Another factor likely to influence the release of recently built savings is the expected duration of pandemic fallout on household finances. A second supplementary question asked how long effects might persist. Responses were broadly similar for those reporting positive and negative effects although overall positive effects were seen dissipating somewhat faster.
Only 18% of those reporting negative effects on their household finances expect those impacts to end within six months, with a further 27% expecting an improvement to emerge only in the second half of the year. The most common expectation, expressed by 30% of these respondents is that negative impacts will take one to two years to end.

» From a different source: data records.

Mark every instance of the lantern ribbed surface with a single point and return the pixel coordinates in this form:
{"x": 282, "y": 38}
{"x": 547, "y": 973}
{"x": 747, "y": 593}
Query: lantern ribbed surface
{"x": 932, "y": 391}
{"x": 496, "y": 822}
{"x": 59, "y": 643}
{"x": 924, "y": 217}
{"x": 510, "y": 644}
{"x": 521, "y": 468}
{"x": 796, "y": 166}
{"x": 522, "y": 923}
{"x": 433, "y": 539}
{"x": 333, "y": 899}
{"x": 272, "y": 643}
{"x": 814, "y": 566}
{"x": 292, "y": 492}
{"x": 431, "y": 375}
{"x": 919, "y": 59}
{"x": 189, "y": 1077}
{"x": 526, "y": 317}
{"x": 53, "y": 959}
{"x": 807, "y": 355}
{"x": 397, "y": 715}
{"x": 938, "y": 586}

A substantial further 10% see difficulties persisting for three to five years with a small but non-negligible 5% of the view that the damage to their financial circumstances will be permanent.
These responses hint that for the Irish economy the problem of permanent ‘scarring’ from the crisis seems set to be a more important issue than the possibility of pent-up demand boosting spending sharply in 2021. Of course, it could be that Irish consumers are significantly underestimating the potential for a sharp and sustained economic recovery and current concerns prove misplaced.
It may also be that consumers are incorrectly assessing emerging risks through the prism of the severe difficulties endured in the previous downturn.However, financial and psychological ‘scarring’ from the downturn of a decade ago remains a notable feature of Irish economic landscape today and avoiding it being overlaid with a different but potentially more dangerous dislocation resulting from the pandemic would seem a forceful argument in favour of the persistence of supportive fiscal policy settings that ease the concerns evident in the special questions in the February consumer sentiment survey.
The KBC Consumer Sentiment Survey is a monthly survey of a nationally representative sample of 1,000 adults. Since May 2019, Core Research has undertaken the survey administration and data collection for the KBC Bank Ireland Consumer Sentiment Survey.